The majority of this amount, $31 million, will be in cash while $2 million will be in common shares of TeraGo. The announcement follows hot on the heels of three other acquisitions in the channel, namely SoftwareOne’s acquisition of CompuCom’s software business, PC Mall’s acquisition of En Pointe Technologies Inc. assets, and Insite Computer Group’s merger with Edmonton-based F12 Networks Inc.
Stewart Lyons, president and CEO of TeraGo told CDN that the deal, worth $33 million and is expected to close March 27, has been in the works since the fall. While Lyons was reluctant to guess at why RackForce decided to sell, he supposed that the company wields high value right now, thanks good progress it has made in the Canadian market, and was therefore able to generate good interest in the company.
“The RackForce acquisition provides TeraGo with a growth platform in the attractive cloud services industry and helps further position TeraGo as a leading national end-to-end data solution company,” he said in a statement. “RackForce will complement our business and transforms TeraGo into Canada’s premier enterprise class network, data, voice and cloud services provider.”
He added that, with the acquisition, TeraGo will bring in-house some of the server building expertise that it was lacking, which used to be outsourced to a third party called ThinkOn. While the transition process would last the rest of the year, he said that there is no word yet on whether any of RackForce’s services would be rebranded.
To finance the transaction, Thornhill, Ont.-based TeraGo is taking on an additional $35 million in debt to a total of $85 million. According to the Financial Post, the company’s shares rose 2.5 per cent following the announcement, reversing an overall drop of 6 per cent this year.
According to TeraGo, the acquisition will grow the company’s data center and cloud services business by increasing its data centre footprint from 40,000 to 58,000 square feet.
Rackforce was identified among the Top 10 cloud providers with Canadian operations by IDC in February. Its data centre serves primarily the Canadian market, and offers cloud video editing in addition to Infrastructure and Platform-as-a-Service.
Meanwhile, TeraGo says that it differentiates itself in offering clients a colocation cloud transition solution for the company’s critical applications – essentially a way for them to wean themselves off of on-premise servers.

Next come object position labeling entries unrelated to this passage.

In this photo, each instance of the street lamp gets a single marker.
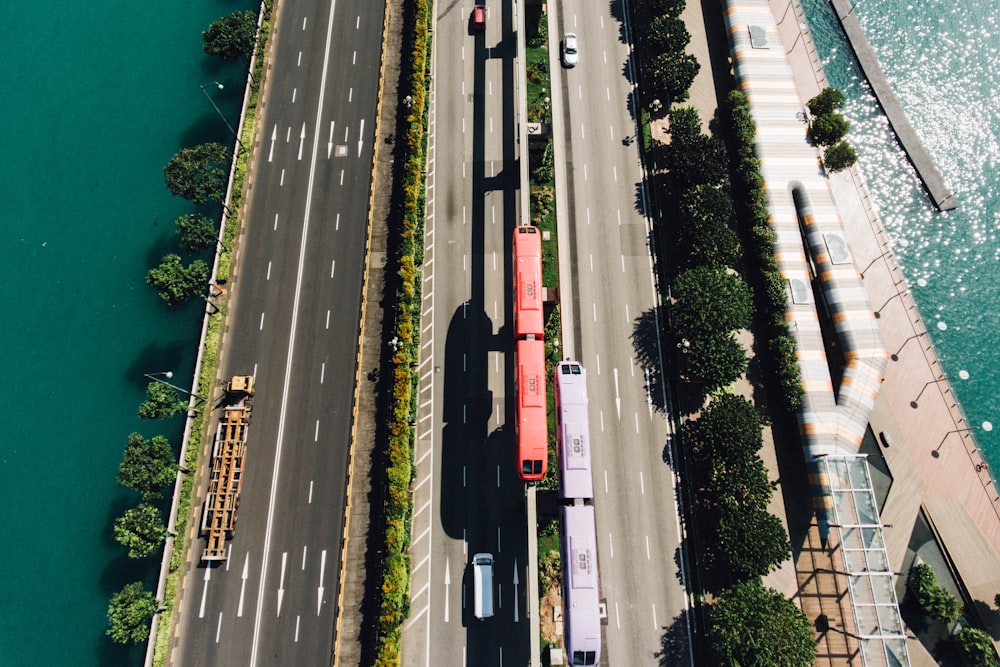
(963, 374)
(895, 355)
(168, 375)
(987, 426)
(219, 111)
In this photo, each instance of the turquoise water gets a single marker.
(940, 58)
(97, 97)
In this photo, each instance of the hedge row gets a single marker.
(748, 184)
(394, 605)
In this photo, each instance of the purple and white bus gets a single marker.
(581, 598)
(573, 432)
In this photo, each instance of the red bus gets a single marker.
(532, 427)
(528, 313)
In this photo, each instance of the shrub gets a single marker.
(828, 129)
(933, 598)
(839, 157)
(978, 647)
(828, 101)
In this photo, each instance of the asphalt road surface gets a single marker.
(610, 325)
(467, 496)
(293, 323)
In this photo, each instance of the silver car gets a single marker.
(570, 53)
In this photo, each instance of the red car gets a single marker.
(478, 19)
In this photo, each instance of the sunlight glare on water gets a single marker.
(940, 59)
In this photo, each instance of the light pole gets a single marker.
(987, 426)
(219, 111)
(168, 375)
(895, 355)
(963, 374)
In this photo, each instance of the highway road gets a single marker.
(467, 495)
(608, 304)
(293, 323)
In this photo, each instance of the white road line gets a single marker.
(291, 345)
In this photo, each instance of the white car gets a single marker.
(570, 52)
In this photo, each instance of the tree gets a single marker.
(710, 301)
(698, 160)
(175, 282)
(704, 231)
(197, 232)
(232, 37)
(671, 74)
(730, 429)
(658, 7)
(753, 541)
(828, 129)
(664, 34)
(741, 485)
(754, 626)
(129, 614)
(978, 647)
(839, 157)
(932, 597)
(161, 401)
(829, 100)
(147, 465)
(141, 530)
(714, 360)
(199, 174)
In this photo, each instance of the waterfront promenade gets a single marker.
(907, 136)
(933, 460)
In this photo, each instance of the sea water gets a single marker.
(940, 58)
(97, 96)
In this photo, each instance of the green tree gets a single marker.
(710, 301)
(232, 37)
(197, 232)
(161, 401)
(664, 34)
(175, 282)
(754, 626)
(698, 160)
(129, 613)
(828, 101)
(671, 74)
(685, 123)
(704, 227)
(932, 597)
(714, 360)
(147, 465)
(753, 541)
(839, 157)
(730, 429)
(141, 530)
(199, 174)
(828, 129)
(653, 8)
(978, 647)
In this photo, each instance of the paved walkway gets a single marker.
(933, 460)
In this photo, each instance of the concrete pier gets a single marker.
(908, 139)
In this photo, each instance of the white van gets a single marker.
(482, 575)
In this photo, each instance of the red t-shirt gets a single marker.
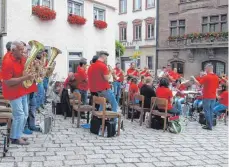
(133, 89)
(144, 73)
(119, 74)
(166, 93)
(210, 83)
(99, 69)
(13, 68)
(91, 85)
(140, 85)
(224, 98)
(175, 76)
(181, 88)
(82, 79)
(132, 72)
(198, 78)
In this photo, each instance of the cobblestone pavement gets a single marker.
(136, 147)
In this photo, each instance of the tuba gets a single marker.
(36, 47)
(51, 64)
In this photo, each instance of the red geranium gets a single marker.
(44, 13)
(75, 19)
(100, 24)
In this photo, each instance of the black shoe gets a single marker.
(206, 127)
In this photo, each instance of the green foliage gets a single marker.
(119, 49)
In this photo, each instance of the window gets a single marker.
(47, 3)
(150, 31)
(137, 32)
(150, 4)
(137, 4)
(123, 35)
(149, 62)
(218, 66)
(179, 66)
(216, 23)
(99, 14)
(138, 63)
(177, 28)
(75, 8)
(123, 6)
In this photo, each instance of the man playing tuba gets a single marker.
(13, 90)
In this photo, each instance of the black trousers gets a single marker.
(91, 100)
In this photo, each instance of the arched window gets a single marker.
(219, 66)
(179, 65)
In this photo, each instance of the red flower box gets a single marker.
(100, 24)
(44, 13)
(75, 19)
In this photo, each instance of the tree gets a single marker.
(119, 49)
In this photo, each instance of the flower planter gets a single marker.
(100, 24)
(44, 13)
(74, 19)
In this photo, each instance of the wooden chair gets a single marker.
(160, 103)
(124, 102)
(79, 108)
(105, 114)
(138, 107)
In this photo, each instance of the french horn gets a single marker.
(51, 64)
(36, 47)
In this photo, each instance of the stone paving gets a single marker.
(136, 147)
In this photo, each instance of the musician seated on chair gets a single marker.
(163, 91)
(71, 82)
(142, 82)
(132, 71)
(81, 77)
(145, 72)
(180, 96)
(13, 90)
(148, 92)
(133, 89)
(118, 76)
(222, 103)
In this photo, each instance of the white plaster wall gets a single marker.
(23, 26)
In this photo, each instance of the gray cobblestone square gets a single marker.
(136, 147)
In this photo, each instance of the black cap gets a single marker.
(8, 46)
(94, 59)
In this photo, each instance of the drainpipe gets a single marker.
(2, 25)
(157, 35)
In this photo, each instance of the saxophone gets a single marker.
(36, 47)
(51, 64)
(42, 71)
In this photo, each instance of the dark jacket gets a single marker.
(148, 92)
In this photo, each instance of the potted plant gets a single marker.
(75, 19)
(44, 13)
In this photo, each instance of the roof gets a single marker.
(100, 3)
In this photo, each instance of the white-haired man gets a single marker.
(13, 90)
(210, 84)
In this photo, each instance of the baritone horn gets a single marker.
(36, 47)
(51, 64)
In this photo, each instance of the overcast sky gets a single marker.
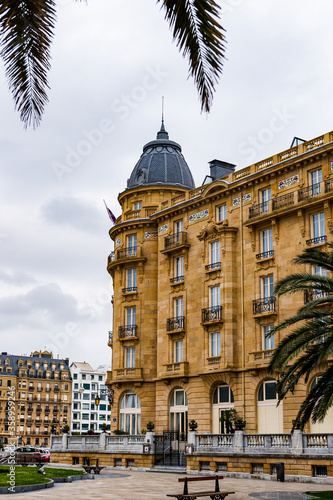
(112, 61)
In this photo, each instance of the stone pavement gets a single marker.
(112, 484)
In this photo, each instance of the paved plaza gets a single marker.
(112, 484)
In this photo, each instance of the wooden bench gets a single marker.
(96, 468)
(214, 495)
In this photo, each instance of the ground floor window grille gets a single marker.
(204, 465)
(319, 470)
(257, 468)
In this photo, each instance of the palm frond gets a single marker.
(26, 28)
(199, 35)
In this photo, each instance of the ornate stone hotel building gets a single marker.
(193, 271)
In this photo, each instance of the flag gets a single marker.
(110, 214)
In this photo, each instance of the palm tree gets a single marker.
(26, 32)
(309, 345)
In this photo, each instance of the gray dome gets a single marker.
(161, 162)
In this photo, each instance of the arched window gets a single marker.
(130, 413)
(178, 411)
(326, 425)
(270, 416)
(223, 399)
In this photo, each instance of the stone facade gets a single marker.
(193, 300)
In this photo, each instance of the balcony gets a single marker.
(127, 331)
(211, 267)
(310, 295)
(176, 279)
(176, 324)
(177, 369)
(309, 192)
(175, 242)
(211, 314)
(265, 255)
(130, 289)
(266, 305)
(317, 240)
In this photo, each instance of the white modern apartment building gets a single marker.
(87, 384)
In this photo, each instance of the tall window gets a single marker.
(316, 177)
(178, 306)
(267, 287)
(131, 280)
(214, 255)
(179, 268)
(130, 357)
(130, 413)
(178, 354)
(132, 244)
(318, 227)
(131, 316)
(215, 344)
(215, 296)
(267, 243)
(265, 196)
(268, 342)
(178, 411)
(222, 212)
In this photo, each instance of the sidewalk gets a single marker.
(134, 485)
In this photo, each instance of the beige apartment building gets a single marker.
(35, 397)
(193, 271)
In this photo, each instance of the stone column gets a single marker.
(297, 442)
(238, 446)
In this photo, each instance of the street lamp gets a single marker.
(104, 392)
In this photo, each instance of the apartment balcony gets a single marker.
(310, 295)
(263, 306)
(176, 324)
(124, 255)
(260, 358)
(126, 374)
(177, 369)
(110, 338)
(176, 279)
(212, 267)
(175, 241)
(127, 332)
(211, 314)
(316, 241)
(310, 191)
(130, 289)
(265, 255)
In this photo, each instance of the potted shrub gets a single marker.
(193, 425)
(150, 426)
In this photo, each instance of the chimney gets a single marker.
(220, 168)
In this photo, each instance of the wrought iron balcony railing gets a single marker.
(317, 240)
(177, 323)
(283, 201)
(175, 239)
(265, 255)
(215, 265)
(264, 305)
(310, 295)
(211, 314)
(127, 252)
(309, 192)
(259, 209)
(176, 279)
(130, 289)
(127, 331)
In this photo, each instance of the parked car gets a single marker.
(28, 455)
(45, 454)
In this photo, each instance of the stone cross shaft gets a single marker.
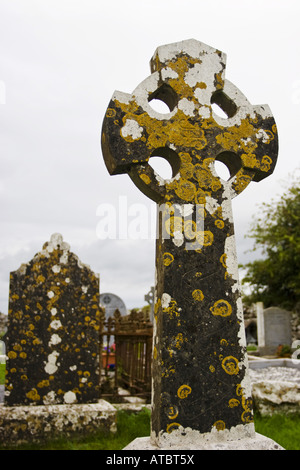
(200, 378)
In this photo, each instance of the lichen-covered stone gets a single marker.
(53, 338)
(22, 424)
(200, 381)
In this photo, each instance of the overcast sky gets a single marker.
(60, 62)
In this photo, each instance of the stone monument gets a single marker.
(274, 328)
(53, 337)
(111, 303)
(201, 391)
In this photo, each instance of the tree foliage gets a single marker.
(274, 279)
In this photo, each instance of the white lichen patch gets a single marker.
(55, 324)
(187, 106)
(70, 397)
(51, 366)
(132, 129)
(56, 269)
(165, 300)
(55, 339)
(188, 438)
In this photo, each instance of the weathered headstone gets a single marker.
(111, 303)
(150, 297)
(53, 341)
(201, 387)
(274, 328)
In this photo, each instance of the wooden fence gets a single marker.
(126, 355)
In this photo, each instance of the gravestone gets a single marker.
(274, 328)
(53, 342)
(150, 299)
(111, 303)
(201, 387)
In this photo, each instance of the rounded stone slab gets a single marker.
(258, 442)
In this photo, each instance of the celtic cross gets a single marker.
(200, 370)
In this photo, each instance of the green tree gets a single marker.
(274, 279)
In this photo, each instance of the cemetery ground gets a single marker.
(284, 429)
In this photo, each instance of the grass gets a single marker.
(130, 426)
(283, 429)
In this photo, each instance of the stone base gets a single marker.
(23, 424)
(258, 442)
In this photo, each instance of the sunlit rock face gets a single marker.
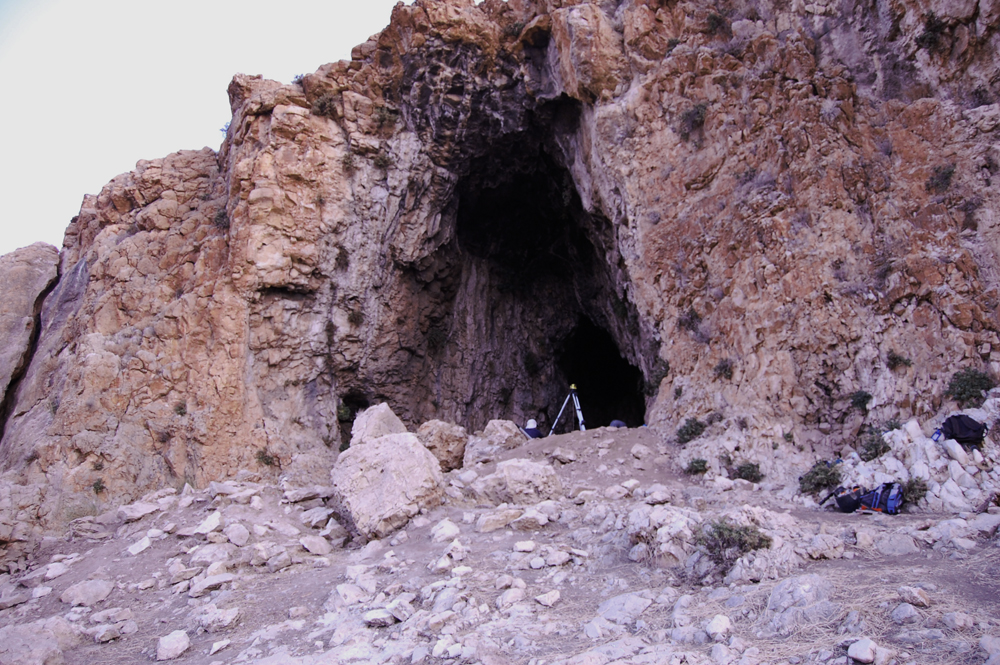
(685, 209)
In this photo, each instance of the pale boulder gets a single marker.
(445, 441)
(375, 422)
(519, 481)
(379, 486)
(172, 646)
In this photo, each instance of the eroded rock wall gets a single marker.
(757, 202)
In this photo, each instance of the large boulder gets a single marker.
(445, 441)
(498, 436)
(25, 274)
(519, 481)
(29, 644)
(379, 486)
(374, 422)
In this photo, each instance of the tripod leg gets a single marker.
(556, 421)
(579, 412)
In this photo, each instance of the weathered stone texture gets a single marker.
(755, 210)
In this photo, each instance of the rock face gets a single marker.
(684, 212)
(26, 275)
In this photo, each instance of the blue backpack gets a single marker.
(886, 498)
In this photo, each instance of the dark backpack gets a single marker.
(886, 498)
(965, 430)
(848, 498)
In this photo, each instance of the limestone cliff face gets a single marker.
(684, 207)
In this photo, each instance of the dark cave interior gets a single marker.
(520, 213)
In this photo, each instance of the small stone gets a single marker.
(718, 628)
(640, 451)
(237, 534)
(210, 584)
(379, 618)
(210, 523)
(55, 570)
(172, 646)
(279, 562)
(914, 596)
(905, 614)
(548, 599)
(958, 620)
(862, 651)
(141, 545)
(106, 633)
(444, 531)
(509, 597)
(316, 545)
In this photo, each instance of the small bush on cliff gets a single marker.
(873, 446)
(933, 38)
(860, 399)
(692, 120)
(940, 180)
(690, 430)
(696, 467)
(325, 106)
(895, 361)
(725, 542)
(968, 385)
(821, 476)
(749, 471)
(724, 369)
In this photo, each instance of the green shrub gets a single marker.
(940, 180)
(724, 369)
(347, 162)
(895, 361)
(221, 219)
(914, 490)
(690, 430)
(933, 37)
(692, 120)
(820, 477)
(749, 471)
(873, 446)
(860, 399)
(325, 106)
(968, 385)
(265, 458)
(696, 467)
(725, 542)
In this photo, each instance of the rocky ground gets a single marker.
(583, 548)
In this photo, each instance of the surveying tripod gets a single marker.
(576, 404)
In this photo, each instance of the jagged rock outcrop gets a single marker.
(686, 209)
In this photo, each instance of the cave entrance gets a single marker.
(609, 387)
(540, 278)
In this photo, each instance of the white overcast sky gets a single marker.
(89, 87)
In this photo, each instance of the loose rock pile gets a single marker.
(578, 549)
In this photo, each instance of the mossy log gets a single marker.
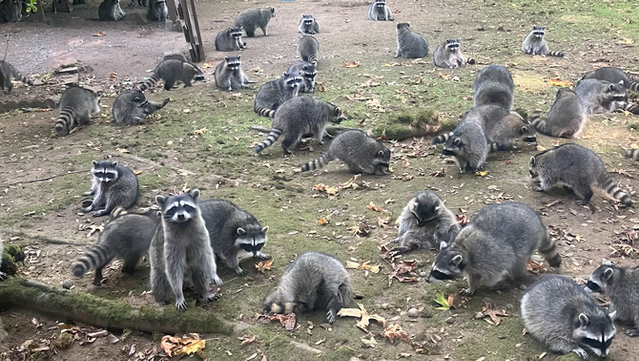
(89, 309)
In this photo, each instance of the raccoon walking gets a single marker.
(566, 118)
(361, 153)
(410, 44)
(77, 106)
(251, 19)
(312, 282)
(495, 246)
(233, 229)
(112, 185)
(535, 44)
(561, 316)
(181, 244)
(299, 117)
(425, 223)
(127, 236)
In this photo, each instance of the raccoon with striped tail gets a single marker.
(361, 153)
(299, 117)
(126, 236)
(495, 247)
(578, 168)
(77, 106)
(275, 92)
(312, 282)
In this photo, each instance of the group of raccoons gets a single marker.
(187, 234)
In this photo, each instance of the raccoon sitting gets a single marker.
(77, 106)
(251, 19)
(299, 117)
(577, 167)
(126, 236)
(535, 44)
(112, 185)
(425, 223)
(361, 153)
(312, 282)
(561, 316)
(494, 84)
(275, 92)
(495, 246)
(232, 229)
(410, 44)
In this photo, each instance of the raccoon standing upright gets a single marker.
(425, 223)
(233, 229)
(410, 44)
(495, 246)
(299, 117)
(112, 185)
(181, 245)
(561, 316)
(361, 153)
(577, 167)
(77, 106)
(535, 44)
(312, 282)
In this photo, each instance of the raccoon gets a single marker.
(77, 106)
(577, 167)
(233, 229)
(181, 244)
(7, 73)
(308, 73)
(308, 48)
(621, 286)
(230, 39)
(566, 118)
(425, 223)
(308, 25)
(171, 71)
(361, 153)
(275, 92)
(535, 44)
(312, 282)
(495, 246)
(494, 84)
(112, 185)
(599, 96)
(126, 236)
(110, 10)
(561, 316)
(251, 19)
(131, 107)
(410, 44)
(379, 11)
(298, 117)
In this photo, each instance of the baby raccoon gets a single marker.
(495, 246)
(566, 118)
(112, 185)
(425, 223)
(561, 316)
(577, 167)
(494, 84)
(127, 236)
(172, 71)
(299, 117)
(361, 153)
(535, 44)
(251, 19)
(233, 229)
(312, 282)
(131, 107)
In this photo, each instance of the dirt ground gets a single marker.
(219, 160)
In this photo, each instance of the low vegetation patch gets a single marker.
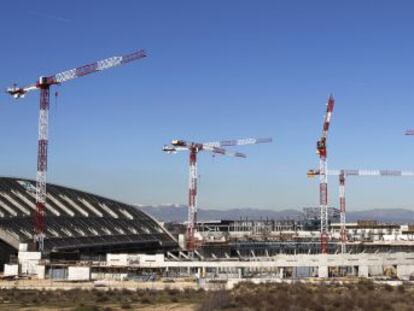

In terms of the numerous acquisitions and mergers that have taken place in the channel in just the last week, Lyons said that it’s a good, rather than a bad sign.
“If you’re in the space, it’s a very big deal, very exciting,” he said. “The cloud is a healthy environment right now and it’s trading in high and multiple figures. A lot of people want to make sure they get in.”
We have reached out to RackForce for comment and will be updating the story.